عن النبي صلى الله عليه وسلم قال: «ابتغوا الرفعة
عند الله» قالوا: وما هي يا رسول الله؟ قال: «تصل من قطعك وتعطي من حرمك وتحلم عمن
جهل عليك»
Nabi s.a.w.
bersabda: “Carilah kedudukan tinggi di sisi Allah.” (1) Mereka bertanya:
“Dengan apa, ya Rasūlullāh?” Beliau menjawab: “Menjalin hubungan dengan orang
yang telah memutuskannya denganmu, membagi kepada orang yang tidak pernah
memberi kepadamu, dan sabar terhadap orang yang berbuat jahil kepadamu.”
Memang ada
orang yang diberi Allah sifat HILM ini dari kecil, tapi kebanyakan orang HILM
itu di dapat dengan berTAHALLUM, yaitu melatih diri dengan peangai HILM. JIka
kita sudah terbiasa berperilaku HILM di rumah tangga minimal maka kita sudah
menjadi orang yang mulia di sisi Allah.
Di akherat
kelak Allah memberi perumpaan orang orang bakal masuk surga, maka berdiri
sedikit dari mereka. Kemudian diperintahkan mereka masuk surga tanpa hisab.

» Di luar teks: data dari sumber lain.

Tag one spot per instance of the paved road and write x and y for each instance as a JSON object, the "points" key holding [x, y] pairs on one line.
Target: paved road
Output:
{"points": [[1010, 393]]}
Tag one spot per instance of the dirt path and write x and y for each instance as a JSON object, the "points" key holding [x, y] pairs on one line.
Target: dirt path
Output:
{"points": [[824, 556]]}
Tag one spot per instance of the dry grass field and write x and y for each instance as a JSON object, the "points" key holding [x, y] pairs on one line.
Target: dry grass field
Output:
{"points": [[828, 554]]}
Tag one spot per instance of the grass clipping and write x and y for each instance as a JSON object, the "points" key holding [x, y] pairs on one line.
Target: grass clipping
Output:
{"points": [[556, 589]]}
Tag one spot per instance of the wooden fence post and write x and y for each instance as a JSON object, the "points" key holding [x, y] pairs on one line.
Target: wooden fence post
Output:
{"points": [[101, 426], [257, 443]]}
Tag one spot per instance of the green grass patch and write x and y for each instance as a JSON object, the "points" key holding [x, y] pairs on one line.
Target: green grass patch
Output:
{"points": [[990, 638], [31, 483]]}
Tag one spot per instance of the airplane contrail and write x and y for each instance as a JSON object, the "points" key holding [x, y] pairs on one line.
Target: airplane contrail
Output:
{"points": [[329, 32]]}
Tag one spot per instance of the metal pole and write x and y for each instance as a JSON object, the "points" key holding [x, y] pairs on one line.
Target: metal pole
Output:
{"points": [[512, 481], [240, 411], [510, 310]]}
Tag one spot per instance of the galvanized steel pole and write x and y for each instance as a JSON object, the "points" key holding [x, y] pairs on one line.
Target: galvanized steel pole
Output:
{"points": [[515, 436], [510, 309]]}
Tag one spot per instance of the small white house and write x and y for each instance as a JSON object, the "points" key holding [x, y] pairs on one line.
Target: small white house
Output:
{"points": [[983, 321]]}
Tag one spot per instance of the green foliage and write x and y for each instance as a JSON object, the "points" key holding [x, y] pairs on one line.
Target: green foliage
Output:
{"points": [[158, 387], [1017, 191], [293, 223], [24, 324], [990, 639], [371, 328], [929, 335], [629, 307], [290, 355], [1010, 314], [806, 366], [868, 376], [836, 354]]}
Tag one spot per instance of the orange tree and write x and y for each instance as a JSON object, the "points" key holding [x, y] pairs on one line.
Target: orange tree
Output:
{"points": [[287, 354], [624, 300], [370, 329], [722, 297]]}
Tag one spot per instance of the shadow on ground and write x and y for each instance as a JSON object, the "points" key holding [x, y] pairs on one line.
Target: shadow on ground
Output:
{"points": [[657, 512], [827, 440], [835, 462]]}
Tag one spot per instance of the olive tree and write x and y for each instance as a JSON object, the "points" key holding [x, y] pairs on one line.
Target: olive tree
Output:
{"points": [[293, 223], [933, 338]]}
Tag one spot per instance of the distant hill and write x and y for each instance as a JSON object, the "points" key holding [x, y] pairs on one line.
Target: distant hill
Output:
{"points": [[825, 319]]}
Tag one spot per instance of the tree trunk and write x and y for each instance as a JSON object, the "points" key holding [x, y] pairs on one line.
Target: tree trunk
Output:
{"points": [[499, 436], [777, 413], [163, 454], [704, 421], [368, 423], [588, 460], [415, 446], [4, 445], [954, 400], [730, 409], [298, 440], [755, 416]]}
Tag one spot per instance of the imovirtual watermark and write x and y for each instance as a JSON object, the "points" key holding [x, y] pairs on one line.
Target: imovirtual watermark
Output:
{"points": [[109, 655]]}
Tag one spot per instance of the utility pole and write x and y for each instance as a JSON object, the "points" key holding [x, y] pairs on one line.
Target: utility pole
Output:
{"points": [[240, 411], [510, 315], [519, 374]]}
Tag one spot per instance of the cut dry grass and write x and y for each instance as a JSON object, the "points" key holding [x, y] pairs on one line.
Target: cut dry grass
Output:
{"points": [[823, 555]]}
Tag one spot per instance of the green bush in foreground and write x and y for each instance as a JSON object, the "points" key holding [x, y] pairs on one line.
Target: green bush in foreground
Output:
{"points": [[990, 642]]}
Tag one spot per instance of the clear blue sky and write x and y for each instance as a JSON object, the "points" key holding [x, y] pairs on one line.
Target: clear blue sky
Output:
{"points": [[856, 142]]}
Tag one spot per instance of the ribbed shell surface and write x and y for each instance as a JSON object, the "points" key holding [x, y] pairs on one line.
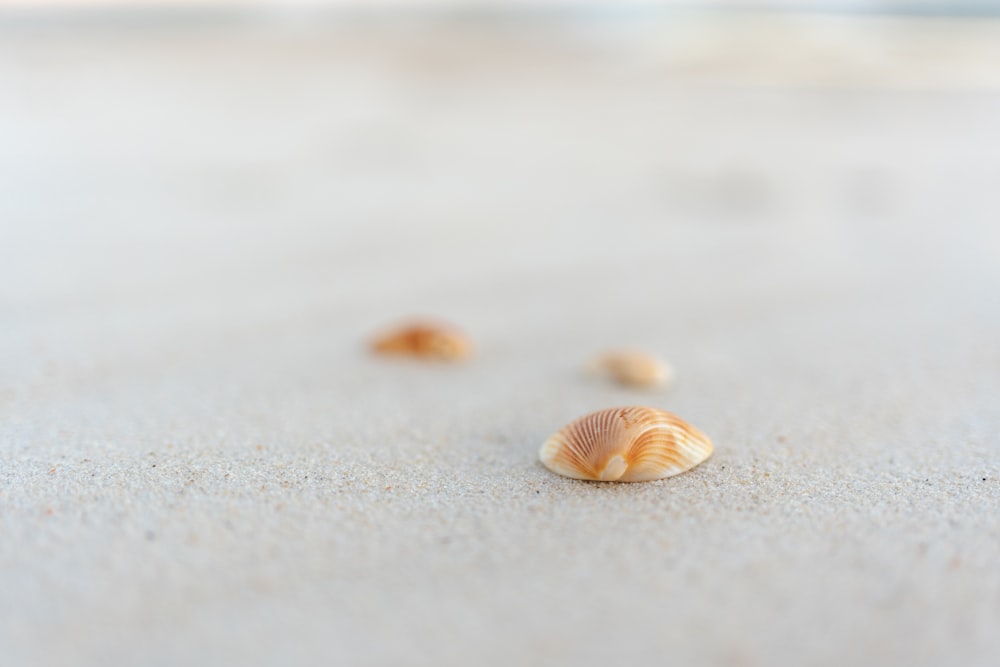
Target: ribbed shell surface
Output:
{"points": [[632, 444]]}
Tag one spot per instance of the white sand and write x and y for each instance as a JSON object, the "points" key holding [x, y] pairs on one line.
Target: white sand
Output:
{"points": [[200, 464]]}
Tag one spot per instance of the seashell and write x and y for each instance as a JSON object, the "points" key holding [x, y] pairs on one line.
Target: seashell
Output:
{"points": [[631, 367], [633, 444], [424, 339]]}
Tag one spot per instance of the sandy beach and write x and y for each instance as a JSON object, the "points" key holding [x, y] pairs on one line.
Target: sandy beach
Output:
{"points": [[203, 223]]}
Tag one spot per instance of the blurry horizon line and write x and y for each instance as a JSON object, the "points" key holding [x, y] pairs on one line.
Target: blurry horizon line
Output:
{"points": [[138, 12]]}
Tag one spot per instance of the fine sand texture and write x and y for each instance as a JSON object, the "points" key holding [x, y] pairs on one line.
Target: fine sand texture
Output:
{"points": [[203, 221]]}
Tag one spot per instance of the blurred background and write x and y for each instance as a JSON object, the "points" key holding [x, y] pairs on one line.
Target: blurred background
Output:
{"points": [[207, 208]]}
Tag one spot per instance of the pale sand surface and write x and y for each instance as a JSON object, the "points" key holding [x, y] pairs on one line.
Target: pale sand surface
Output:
{"points": [[201, 465]]}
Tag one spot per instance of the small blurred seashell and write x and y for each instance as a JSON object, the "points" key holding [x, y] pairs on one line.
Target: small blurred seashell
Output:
{"points": [[634, 444], [424, 339], [631, 367]]}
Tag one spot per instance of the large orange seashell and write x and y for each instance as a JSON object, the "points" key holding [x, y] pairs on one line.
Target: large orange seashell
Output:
{"points": [[633, 444]]}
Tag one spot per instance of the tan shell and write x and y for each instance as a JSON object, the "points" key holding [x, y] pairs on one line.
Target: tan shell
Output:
{"points": [[631, 367], [426, 340], [633, 444]]}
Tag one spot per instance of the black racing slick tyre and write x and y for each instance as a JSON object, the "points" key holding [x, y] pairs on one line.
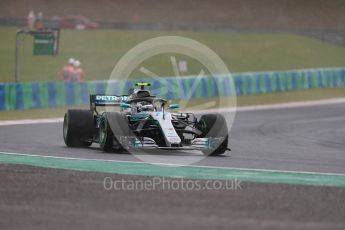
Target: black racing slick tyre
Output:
{"points": [[105, 134], [78, 128], [214, 126]]}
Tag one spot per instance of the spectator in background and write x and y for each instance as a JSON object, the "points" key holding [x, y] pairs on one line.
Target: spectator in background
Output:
{"points": [[78, 73], [39, 21], [67, 71], [31, 20]]}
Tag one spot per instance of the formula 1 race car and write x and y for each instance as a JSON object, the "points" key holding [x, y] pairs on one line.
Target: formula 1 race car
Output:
{"points": [[144, 122]]}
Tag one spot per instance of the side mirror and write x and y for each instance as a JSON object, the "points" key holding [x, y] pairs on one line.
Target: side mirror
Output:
{"points": [[125, 106], [174, 106]]}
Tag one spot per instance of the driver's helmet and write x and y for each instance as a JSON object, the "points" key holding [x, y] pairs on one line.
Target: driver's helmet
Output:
{"points": [[144, 106]]}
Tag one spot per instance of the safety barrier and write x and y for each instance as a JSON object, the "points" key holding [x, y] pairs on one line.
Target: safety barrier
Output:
{"points": [[54, 94]]}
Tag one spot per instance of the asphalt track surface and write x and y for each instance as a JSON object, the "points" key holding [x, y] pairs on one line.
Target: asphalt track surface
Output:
{"points": [[299, 139]]}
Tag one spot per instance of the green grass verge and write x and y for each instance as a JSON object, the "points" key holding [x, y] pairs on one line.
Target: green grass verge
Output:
{"points": [[307, 95], [99, 51]]}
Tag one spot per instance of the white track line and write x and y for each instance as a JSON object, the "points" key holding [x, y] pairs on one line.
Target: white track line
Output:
{"points": [[239, 109], [176, 165]]}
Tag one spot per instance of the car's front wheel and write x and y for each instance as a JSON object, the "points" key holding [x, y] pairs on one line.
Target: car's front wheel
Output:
{"points": [[78, 128]]}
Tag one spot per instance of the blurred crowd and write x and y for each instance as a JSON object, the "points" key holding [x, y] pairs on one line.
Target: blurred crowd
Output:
{"points": [[72, 71]]}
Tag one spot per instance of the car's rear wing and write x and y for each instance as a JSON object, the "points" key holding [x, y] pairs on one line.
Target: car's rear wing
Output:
{"points": [[106, 100]]}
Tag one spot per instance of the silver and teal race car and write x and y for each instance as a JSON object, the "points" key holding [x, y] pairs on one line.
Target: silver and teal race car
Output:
{"points": [[144, 122]]}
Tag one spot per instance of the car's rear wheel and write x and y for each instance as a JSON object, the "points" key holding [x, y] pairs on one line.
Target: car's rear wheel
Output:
{"points": [[214, 126], [78, 128], [105, 134]]}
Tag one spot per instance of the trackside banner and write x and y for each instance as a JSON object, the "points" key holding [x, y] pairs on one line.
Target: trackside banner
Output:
{"points": [[29, 95]]}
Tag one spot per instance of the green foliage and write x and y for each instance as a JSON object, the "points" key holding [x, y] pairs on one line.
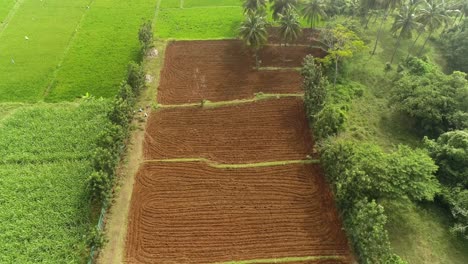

Mereka kemudian di tanya: apakah mereka melewati sirathul mustaqim?, mereka menjawab:
kami tidak tahu sirathul mustaqim. Ditanya lagi, apakah kalian malaikat? Mereka
menjawab: tidak!, kami hanya manusia. Maka di tanya lagi: kenapa kalian masuk
surga denga begitu cepatnya? Salah seorang menjawab bahwa aklak kami adalah
HILM.
Di dalam
tahriqoh, salh stau kewajiban orang menjalankannya yaitu memaksakan diri
melatih dirinya untuk menjadi orang hilim. Apabila ada hal-hal yang bisa
membuat marah maka ambil dengan sikap yang baik dengan TAHALLUM atau berusaha
untuk HILIM, sehingga akhirnta bertabiat HILIM.
Namu terkadang
ada saatnya untuk mengambil Tindakan untuk memberi peringatan dan mendidik.
كان
من دعائه: اللهم اغنني بالعلم، وزيني بالحلم، وكرمني بالتقوى، وجملني بالعافية.
Antara doa
Baginda: Ya Allah! Kayakanlah aku dengan ilmu, hiasilah aku dengan kelembutan,
muliakanlah aku dengan taqwa dan indahkanlah aku dengan kesejahteraan.